En 1922, W. Averell Harriman s’était rendu à Berlin pour établir la filiale berlinoise de W.A. Harriman & Co. Selon des enquêteurs du gouvernement américain, « à un certain moment avant 1924 », Harriman et Thyssen s’étaient mis d’accord pour créer une banque de Thyssen à New York. C’est ainsi qu’en 1924, fut créée la Union Banking Corp., en tant qu’entité dans les bureaux new-yorkais de W.A. Harriman & Co. appartenant à la Bank voor Handel en Scheepvaart (BHS) aux Pays-Bas, qui appartenait à Thyssen. Prescott Bush, le grand-père de George W., fut nommé vice-président de W.A. Harriman & Co. en 1926, la même année où fut créée la Vereinigte Stahlwerke avec l’aide de Dillon, Read.

Après la guerre, Fritz Thyssen déclara aux enquêteurs alliés :

« En 1930 ou 1931 (…) j’ai dit à [l’adjoint d’Hitler Rudolf] Hess (…) que j’allais arranger un crédit pour lui avec une banque hollandaise à Rotterdam, la Banque commerciale et maritime [Bank voor Handel en Scheepvaart]. J’ai organisé le crédit, (…) il devait le rembourser en trois ans. (…) J’ai choisi une banque hollandaise car dans ma position, je ne voulais pas être mêlé à des banques allemandes, et parce que je pensais qu’il valait mieux faire des affaires avec une banque hollandaise, et que je tiendrais les nazis un peu plus en mains. (…)

Le crédit se montait à 250-300.000 marks-or – à peu près la somme que j’avais donnée auparavant. Ce prêt a été remboursé en partie à la banque hollandaise, mais je crois qu’il y a encore de l’argent à recouvrer. »

Le 20 octobre 1942, en application de la loi sur le Commerce avec l’ennemi, le gouvernement américain saisit la Union Banking Corp. dont Prescott Bush était l’un des directeurs.

Friedrich Flick, le principal co-propriétaire de Vereinigte Stahlwerke avec Fritz Thyssen, finançait aussi le Parti nazi et était membre du Cercle des amis de Himmler, qui aida généreusement les SS.

En mars 1932, un représentant de DuPont en Allemagne, écrivait :

« C’est un fait bien connu en Allemagne qu’IG Farben finance Hitler. Il semble ne faire aucun doute que le Dr Schmitz au moins est personnellement un important contributeur au Parti nazi. »

Le complot contre Roosevelt

Ces mêmes réseaux qui ont mis Hitler au pouvoir et ont soutenu l’administration Cheney-Bush conspirèrent au début de 1934 pour renverser le président Roosevelt à la faveur d’un coup d’Etat militaire.

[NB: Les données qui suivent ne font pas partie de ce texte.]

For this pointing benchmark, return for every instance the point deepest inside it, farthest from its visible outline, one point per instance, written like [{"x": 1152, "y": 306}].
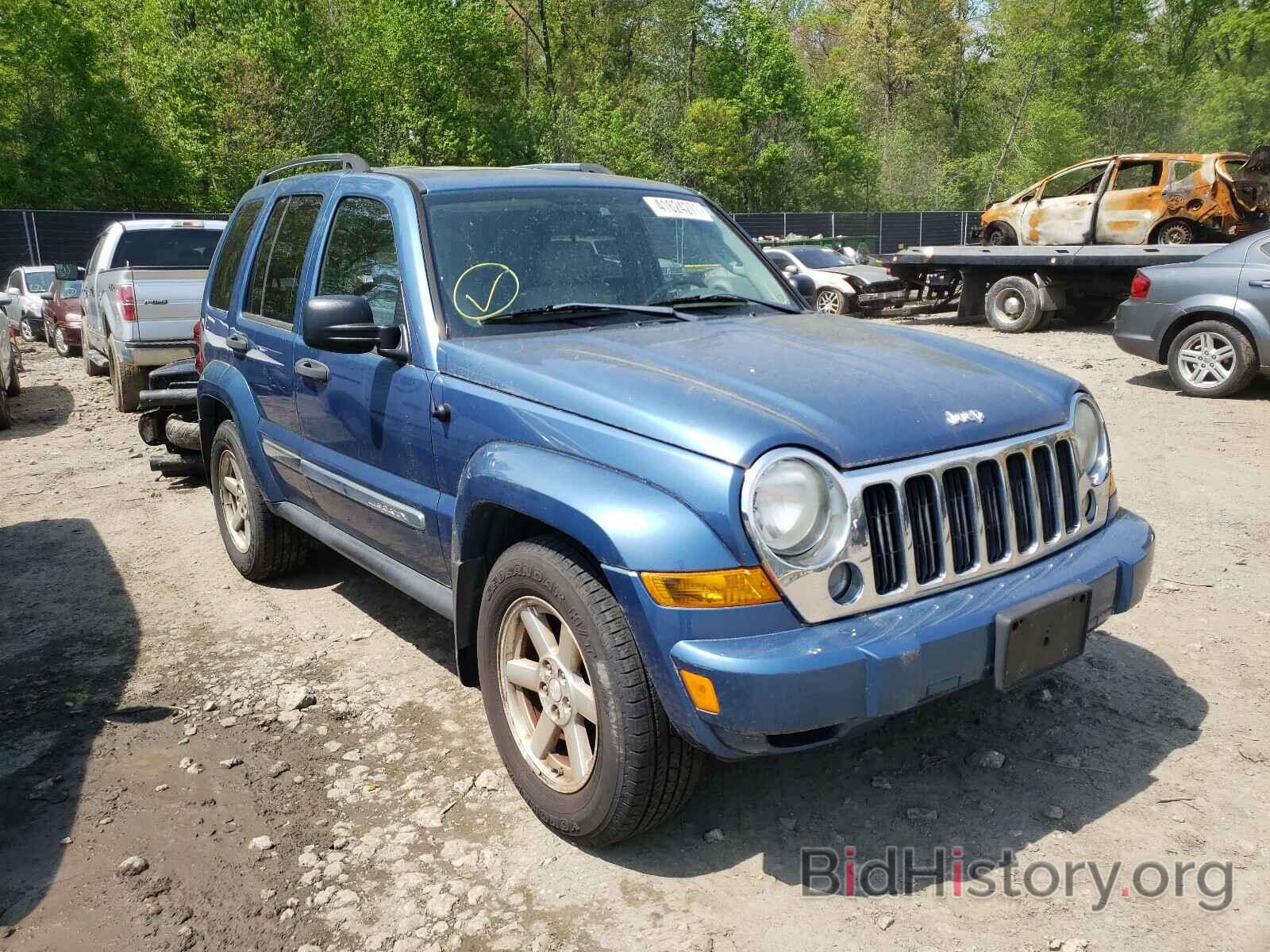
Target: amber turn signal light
[
  {"x": 727, "y": 588},
  {"x": 702, "y": 691}
]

Parallèlement à la montée d’Hitler en Allemagne, les DuPont commencèrent à financer l’American Liberty League and Clark’s Crusaders, qui comptait 1.250.000 membres en 1933. Pierre, Irenee et Lammot DuPont, John Jacob Raskob, ancien dirigeant du Comité national démocrate, ainsi que Alfred Sloan, de General Motors, contribuaient de leur côté financièrement à la ligue. Par ailleurs, Irenee DuPont et William Knudsen, directeur de General Motors, avec des amis de la banque Morgan, financèrent l’orchestration d’un coup d’Etat perpétré par une armée de terroristes modelée sur les Croix de feu françaises, moyennant trois millions de dollars. Les armes et munitions nécessaires auraient été fournies par Remington, une filiale de DuPont. Le complot était soutenu par Hermann Schmitz, le baron von Schröder et d’autres nazis.

Cependant, le général Smedley Butler de Pennsylvanie, pressenti pour diriger le coup d’Etat, en fut si horrifié qu’il révéla le complot aux autorités. Butler avait déclaré publiquement : « La guerre est largement une question d’argent. Les banquiers prêtent de l’argent aux pays étrangers et quand ceux-ci ne peuvent rembourser, le Président envoie les marines pour l’obtenir. Je le sais – j’ai fait partie de onze de ces expéditions. » En 1934, la Commission d’enquête du Sénat confirma « les soupçons [de Butler] selon lesquels le big business – Standard Oil, United Fruit, le trust du sucre, les grandes banques – avait été derrière la plupart des interventions militaires qu’on lui avait ordonné de conduire ».

Heureusement, ce coup d’Etat fut avorté. Etant donné le niveau de trahison et de sympathie nazie qui régnait aux Etats-Unis et en Grande-Bretagne, si Roosevelt n’avait pas survécu à ce complot et à d’autres, le fascisme serait très probablement sorti victorieux de la Deuxième Guerre mondiale.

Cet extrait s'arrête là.